(*) Ucho Haddad –
Quem foi ao cinema para ver “A Dama de Ferro” por certo buscou o prazer de contemplar mais um espetáculo de competência de Meryl Streep, a atriz norte-americana escolhida para protagonizar na telona ninguém menos que Margareth Hilda Roberts Thatcher, ex-primeira-ministra da Grã-Bretanha.
A preciosidade da escolha recai sobre um detalhe que pode passar ao largo da atenção dos amantes do cinema. Thatcher e Streep têm no currículo um ponto em comum: a obstinação. Competentes, cada qual em sua seara, Margareth e Meryl seguiram o caminho dos respectivos ideais, da vocação. Passados os primeiros minutos, a mágica do filme se revela de forma quase imperceptível. Sai de cena a magistral Meryl Streep, que levou milhões de terráqueos aos cinemas do planeta, para dar lugar à primeira mulher a comandar o governo no sisudo reino dos Windsor e que provocou ira em muitos estadistas ao redor do globo.

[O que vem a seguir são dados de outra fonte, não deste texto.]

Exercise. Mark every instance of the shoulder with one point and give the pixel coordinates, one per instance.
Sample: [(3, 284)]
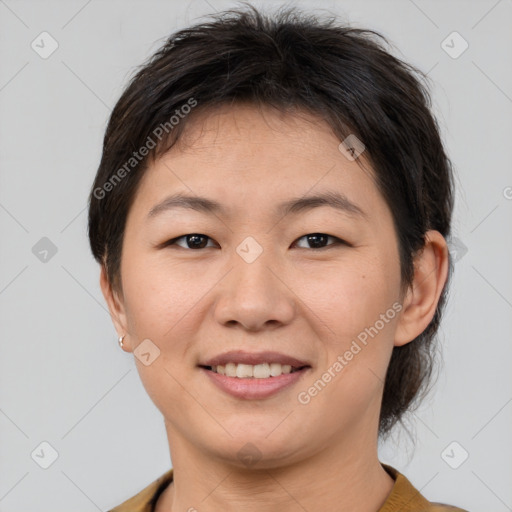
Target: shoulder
[(144, 500), (404, 497)]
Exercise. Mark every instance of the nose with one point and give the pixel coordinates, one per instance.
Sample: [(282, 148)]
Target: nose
[(255, 296)]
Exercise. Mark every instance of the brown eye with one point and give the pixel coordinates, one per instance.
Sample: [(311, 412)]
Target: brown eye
[(319, 240), (190, 241)]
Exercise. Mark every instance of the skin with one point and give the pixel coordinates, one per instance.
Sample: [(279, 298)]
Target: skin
[(294, 298)]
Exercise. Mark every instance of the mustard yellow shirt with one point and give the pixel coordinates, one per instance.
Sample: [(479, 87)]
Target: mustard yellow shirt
[(403, 497)]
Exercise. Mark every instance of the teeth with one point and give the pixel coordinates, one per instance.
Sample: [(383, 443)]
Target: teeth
[(258, 371)]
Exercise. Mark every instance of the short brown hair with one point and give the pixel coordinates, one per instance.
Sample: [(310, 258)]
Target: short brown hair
[(291, 61)]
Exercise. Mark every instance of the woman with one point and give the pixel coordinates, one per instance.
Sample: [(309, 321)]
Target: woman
[(270, 215)]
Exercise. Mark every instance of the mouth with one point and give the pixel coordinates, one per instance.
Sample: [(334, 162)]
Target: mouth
[(257, 371)]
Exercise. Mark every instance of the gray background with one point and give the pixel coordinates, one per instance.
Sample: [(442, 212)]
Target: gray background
[(63, 378)]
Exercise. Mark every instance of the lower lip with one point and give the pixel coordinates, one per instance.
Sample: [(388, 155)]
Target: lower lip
[(251, 388)]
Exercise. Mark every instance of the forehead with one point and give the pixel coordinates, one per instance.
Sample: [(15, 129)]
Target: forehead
[(247, 157)]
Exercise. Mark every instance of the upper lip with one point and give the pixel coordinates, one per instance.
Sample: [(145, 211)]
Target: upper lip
[(253, 358)]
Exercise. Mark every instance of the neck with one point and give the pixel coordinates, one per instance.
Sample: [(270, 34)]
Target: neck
[(345, 477)]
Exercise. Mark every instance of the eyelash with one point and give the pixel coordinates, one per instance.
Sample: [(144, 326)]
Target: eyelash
[(338, 241)]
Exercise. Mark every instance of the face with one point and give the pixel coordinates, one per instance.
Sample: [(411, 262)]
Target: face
[(318, 282)]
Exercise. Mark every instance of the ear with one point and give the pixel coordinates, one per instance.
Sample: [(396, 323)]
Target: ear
[(430, 273), (116, 307)]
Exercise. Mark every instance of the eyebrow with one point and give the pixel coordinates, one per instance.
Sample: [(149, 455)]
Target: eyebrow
[(332, 199)]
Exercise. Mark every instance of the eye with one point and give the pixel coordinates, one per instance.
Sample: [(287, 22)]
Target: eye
[(190, 241), (319, 241)]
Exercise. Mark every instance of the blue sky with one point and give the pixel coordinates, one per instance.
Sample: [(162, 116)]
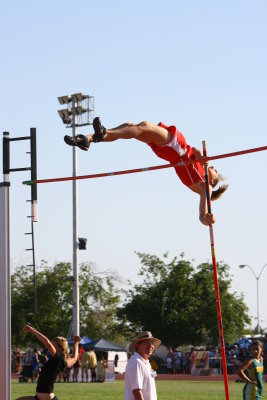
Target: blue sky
[(199, 65)]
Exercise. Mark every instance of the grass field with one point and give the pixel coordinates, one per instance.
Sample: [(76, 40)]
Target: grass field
[(167, 390)]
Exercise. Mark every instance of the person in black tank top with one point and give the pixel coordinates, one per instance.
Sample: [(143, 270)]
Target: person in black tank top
[(58, 361)]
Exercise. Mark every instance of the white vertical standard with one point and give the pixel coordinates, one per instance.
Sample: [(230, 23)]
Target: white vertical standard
[(76, 300), (5, 303)]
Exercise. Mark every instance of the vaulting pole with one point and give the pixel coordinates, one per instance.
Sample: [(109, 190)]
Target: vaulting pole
[(216, 284)]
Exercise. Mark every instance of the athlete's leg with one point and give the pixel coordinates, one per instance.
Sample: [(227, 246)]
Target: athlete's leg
[(144, 131)]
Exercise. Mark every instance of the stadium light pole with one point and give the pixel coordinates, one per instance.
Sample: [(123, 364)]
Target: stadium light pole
[(257, 280), (77, 113)]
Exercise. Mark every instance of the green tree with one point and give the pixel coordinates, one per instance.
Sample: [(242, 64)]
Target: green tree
[(177, 302), (99, 298)]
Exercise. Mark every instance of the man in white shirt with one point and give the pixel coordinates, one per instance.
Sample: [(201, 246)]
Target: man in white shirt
[(139, 376)]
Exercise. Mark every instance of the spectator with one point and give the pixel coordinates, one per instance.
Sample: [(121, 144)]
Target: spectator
[(18, 358), (170, 361), (139, 376), (178, 360), (187, 363), (27, 371), (92, 363), (101, 370), (76, 369), (84, 364), (59, 359), (251, 371)]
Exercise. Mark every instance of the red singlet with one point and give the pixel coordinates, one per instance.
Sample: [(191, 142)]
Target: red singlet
[(173, 152)]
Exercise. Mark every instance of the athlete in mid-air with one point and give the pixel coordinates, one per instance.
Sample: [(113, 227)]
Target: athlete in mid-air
[(169, 144)]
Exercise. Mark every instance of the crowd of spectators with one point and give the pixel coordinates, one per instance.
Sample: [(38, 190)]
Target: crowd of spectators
[(181, 362)]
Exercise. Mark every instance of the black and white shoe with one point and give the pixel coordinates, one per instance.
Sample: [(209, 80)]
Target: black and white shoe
[(80, 141), (99, 129)]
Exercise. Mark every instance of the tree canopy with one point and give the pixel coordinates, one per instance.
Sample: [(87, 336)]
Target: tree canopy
[(177, 302), (99, 298)]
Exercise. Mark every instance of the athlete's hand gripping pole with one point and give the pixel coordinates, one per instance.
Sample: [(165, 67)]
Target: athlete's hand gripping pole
[(216, 284)]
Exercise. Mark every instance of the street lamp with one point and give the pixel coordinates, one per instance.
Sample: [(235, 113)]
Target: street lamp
[(257, 280), (78, 113)]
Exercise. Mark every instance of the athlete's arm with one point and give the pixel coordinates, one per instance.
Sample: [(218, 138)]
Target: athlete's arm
[(242, 369), (43, 339), (205, 217)]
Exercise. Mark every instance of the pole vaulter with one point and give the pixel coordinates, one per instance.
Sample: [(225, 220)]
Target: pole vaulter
[(215, 277), (145, 169)]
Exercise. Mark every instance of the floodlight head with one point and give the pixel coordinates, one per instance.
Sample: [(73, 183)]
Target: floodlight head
[(78, 97), (65, 116), (64, 99), (64, 113), (82, 243), (78, 110)]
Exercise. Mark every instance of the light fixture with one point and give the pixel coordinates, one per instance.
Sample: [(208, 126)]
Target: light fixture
[(78, 110), (64, 99), (82, 243), (65, 113), (78, 97)]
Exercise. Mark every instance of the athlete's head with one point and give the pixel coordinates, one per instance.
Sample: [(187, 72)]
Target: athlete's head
[(61, 345), (214, 179)]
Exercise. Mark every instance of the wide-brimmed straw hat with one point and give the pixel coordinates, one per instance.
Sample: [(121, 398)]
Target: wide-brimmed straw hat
[(146, 335)]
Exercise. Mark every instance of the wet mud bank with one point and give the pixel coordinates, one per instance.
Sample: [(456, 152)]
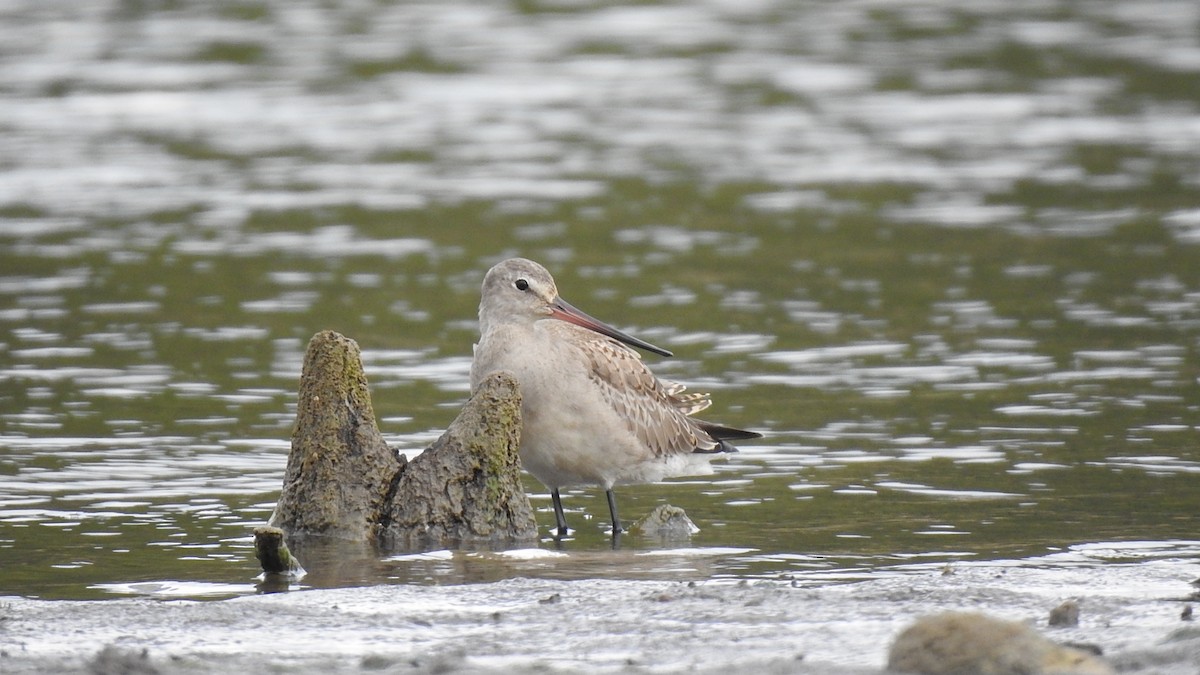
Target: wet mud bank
[(1133, 614)]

Essa metamorfose é a resposta para a décima sétima indicação da atriz ao prêmio máximo do cinema mundial.
Alguns críticos têm tentado minimizar a atuação de Meryl no papel de Margareth Thatcher, mas tudo não passa de operação mal orquestrada para desinflar a conquista do prêmio de melhor atriz. Cinema é negócio milionário e, como tal, tem nos bastidores pílulas de sordidez. Um prêmio como o que Streep deve conquistar normalmente turbina a bilheteria de uma produção, neste caso impecável. E desqualificar o concorrente é a arma dos que não sabem perder.
O preciosismo com que Meryl Streep leva Thatcher à tela chega a impressionar, mas há em “A Dama de Ferro” ingredientes interessantes e com reflexos na atualidade. Descendente de britânicos, Meryl, no papel de Margareth Thatcher, em dado momento vocifera uma frase da conservadora ex-primeira-ministra. Que medidas impopulares não agradam os frequentadores do presente, mas certamente serão reconhecidas pelas gerações futuras. A fala de Margareth Hilda Thatcher estava ancorada na sua tentativa de erradicar a ação nociva dos sindicatos de trabalhadores britânicos, que levaram o país a um retrocesso econômico preocupante.
Contudo, tal declaração se faz ainda mais lógica quando o filme aborda a decisão da ex-chefe de governo de não aderir à União Europeia, algo que nos dias atuais tem beneficiado os britânicos, que sentem com menos intensidade o impacto da crise que chacoalha o Velho Mundo. No momento em que decidiu não embarcar na teoria da moeda única, o que foi acertado, Thatcher foi duramente criticada por muitos estadistas que firmaram o agora vintenário Tratado de Maastricht, mas os britânicos devem agradecer à lucidez e à visão futurista da senhora que hoje luta contra o Mal de Alzheimer.
Outra mensagem importante de “A Dama de Ferro” tem a disputa pelas Ilhas Falklands (Malvinas para os argentinos), tema que novamente agita o mundo da diplomacia internacional. Enquanto os britânicos enviam suas naus beligerantes para o Atlântico Sul, a Casa Rosada insiste em recuperar o arquipélago. O desfecho desse novo entrevero pode ser antecipado em um trecho do filme, no qual a então primeira-ministra ordena aos seus comandados o afundamento do cruzador argentino General Belgrano.
Se Margareth Thatcher acertou ao não inserir o Reino Unido na União Europeia, evitando que os súditos da rainha saíssem novamente às ruas protestando contra medidas impopulares, a atriz Meryl Streep faz um alerta sobre o desfecho de nova disputa por um pedaço de terra no meio de águas marítimas.